Metra has a police force of just over 100. Over the years, it's had issues. Metra wanted an outside review, and on Wednesday released a report that is a stinger.
The law enforcement advisory firm Hillard Heintze says the Metra police force has suffered from an "absence of leadership", burdened by an "overtime budget that is extremely high..." with officer training that is "poorly coordinated," often "lacking in the basics," and most significantly that its mission is "antiquated", and "very unclear," with an emphasis on protecting property and equipment first.
"Passenger safety has always been important to Metra, but we want to help shape and shift that key message to where that is number one," said Arnette Heintze, Hillard Heintze.

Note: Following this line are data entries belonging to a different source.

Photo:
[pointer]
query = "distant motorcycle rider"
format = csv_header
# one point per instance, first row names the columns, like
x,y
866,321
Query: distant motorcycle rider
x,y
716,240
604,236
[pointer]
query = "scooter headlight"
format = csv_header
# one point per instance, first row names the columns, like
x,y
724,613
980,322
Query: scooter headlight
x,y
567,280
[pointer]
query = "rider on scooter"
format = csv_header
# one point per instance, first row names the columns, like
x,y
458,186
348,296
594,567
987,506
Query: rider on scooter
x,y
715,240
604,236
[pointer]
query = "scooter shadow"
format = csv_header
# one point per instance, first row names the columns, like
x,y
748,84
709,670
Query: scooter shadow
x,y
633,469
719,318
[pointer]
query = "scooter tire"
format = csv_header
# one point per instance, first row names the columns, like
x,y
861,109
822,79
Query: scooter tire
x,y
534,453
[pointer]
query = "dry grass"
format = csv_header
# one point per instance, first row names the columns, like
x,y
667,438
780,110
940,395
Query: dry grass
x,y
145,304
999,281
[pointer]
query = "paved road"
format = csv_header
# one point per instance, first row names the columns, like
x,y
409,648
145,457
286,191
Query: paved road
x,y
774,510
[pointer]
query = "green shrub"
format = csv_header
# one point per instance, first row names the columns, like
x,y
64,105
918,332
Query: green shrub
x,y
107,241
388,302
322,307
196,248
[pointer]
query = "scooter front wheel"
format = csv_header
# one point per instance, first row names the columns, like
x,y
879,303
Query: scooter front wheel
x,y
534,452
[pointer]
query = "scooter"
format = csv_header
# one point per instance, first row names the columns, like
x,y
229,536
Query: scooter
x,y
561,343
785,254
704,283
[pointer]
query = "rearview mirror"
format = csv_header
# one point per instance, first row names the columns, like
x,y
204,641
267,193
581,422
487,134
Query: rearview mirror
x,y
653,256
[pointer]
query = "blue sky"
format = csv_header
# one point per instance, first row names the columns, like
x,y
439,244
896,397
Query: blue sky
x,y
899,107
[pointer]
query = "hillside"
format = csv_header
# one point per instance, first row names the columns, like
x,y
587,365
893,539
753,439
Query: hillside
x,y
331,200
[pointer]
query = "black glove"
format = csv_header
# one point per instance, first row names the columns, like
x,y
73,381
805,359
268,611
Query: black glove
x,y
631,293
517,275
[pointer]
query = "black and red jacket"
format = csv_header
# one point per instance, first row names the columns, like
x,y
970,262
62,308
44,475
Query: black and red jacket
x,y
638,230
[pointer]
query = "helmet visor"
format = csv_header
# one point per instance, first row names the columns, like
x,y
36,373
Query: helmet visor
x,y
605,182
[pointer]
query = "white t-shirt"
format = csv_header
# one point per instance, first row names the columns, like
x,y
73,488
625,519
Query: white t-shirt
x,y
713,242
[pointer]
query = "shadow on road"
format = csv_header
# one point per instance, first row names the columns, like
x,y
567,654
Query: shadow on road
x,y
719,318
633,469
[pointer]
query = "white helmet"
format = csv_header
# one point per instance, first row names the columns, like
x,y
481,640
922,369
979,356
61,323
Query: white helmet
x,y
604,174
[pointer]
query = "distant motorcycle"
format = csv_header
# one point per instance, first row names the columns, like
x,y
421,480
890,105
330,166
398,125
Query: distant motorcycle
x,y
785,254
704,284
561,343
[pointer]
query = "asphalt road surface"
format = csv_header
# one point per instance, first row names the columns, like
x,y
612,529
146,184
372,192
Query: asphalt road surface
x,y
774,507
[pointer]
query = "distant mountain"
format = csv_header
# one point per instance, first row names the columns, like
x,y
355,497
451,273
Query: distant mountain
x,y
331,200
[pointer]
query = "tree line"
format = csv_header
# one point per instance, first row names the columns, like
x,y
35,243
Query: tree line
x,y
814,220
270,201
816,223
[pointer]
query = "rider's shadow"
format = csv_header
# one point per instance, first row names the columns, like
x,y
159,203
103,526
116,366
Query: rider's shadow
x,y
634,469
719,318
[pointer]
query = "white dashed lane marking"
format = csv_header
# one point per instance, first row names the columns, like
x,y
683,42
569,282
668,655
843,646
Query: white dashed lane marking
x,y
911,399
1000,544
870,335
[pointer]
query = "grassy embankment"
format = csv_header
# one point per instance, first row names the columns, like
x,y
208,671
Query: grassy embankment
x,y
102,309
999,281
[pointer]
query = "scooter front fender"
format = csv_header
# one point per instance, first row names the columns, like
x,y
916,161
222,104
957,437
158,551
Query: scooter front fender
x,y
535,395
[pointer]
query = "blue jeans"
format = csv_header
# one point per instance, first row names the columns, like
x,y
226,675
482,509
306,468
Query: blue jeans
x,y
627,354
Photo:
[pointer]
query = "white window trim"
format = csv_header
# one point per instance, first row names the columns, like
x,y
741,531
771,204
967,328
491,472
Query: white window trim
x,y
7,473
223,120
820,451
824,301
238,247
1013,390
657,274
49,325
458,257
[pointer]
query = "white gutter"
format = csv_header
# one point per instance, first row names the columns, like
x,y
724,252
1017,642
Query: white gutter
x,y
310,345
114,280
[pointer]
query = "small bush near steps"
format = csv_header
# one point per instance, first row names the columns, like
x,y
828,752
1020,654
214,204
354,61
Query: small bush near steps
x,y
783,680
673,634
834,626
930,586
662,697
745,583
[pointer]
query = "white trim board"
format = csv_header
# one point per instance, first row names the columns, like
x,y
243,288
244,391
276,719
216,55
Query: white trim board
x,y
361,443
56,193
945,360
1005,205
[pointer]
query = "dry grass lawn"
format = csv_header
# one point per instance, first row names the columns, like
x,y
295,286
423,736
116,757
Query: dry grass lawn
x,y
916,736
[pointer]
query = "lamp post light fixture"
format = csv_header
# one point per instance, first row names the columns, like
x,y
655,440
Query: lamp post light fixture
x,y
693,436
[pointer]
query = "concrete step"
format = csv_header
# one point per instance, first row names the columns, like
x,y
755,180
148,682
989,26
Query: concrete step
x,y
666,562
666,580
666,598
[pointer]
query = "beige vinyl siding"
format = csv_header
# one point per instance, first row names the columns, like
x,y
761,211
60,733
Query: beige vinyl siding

Which suggests a lesser emphasis on cops in squads patrolling property and more officers patrolling on trains-- in uniforms or plainclothes-- which Metra says is already being done.
"Our mission is going to be refocused so we can identify areas that we can improve. That was one of the areas in the recommendations and since mid-2013 over 3,400 trains that have been ridden," said Don Orseno, interim executive director, Metra.
Metra insists that passengers have never been at risk and that its cops are pros, but it is beginning a top to bottom remake of a department that has had systemic problems with enormous ground to cover.
All this suggests that Metra may need to add more police officers. That may or may not be the case. Metra says it won't know until its police mission statement is fully revised in the next couple months.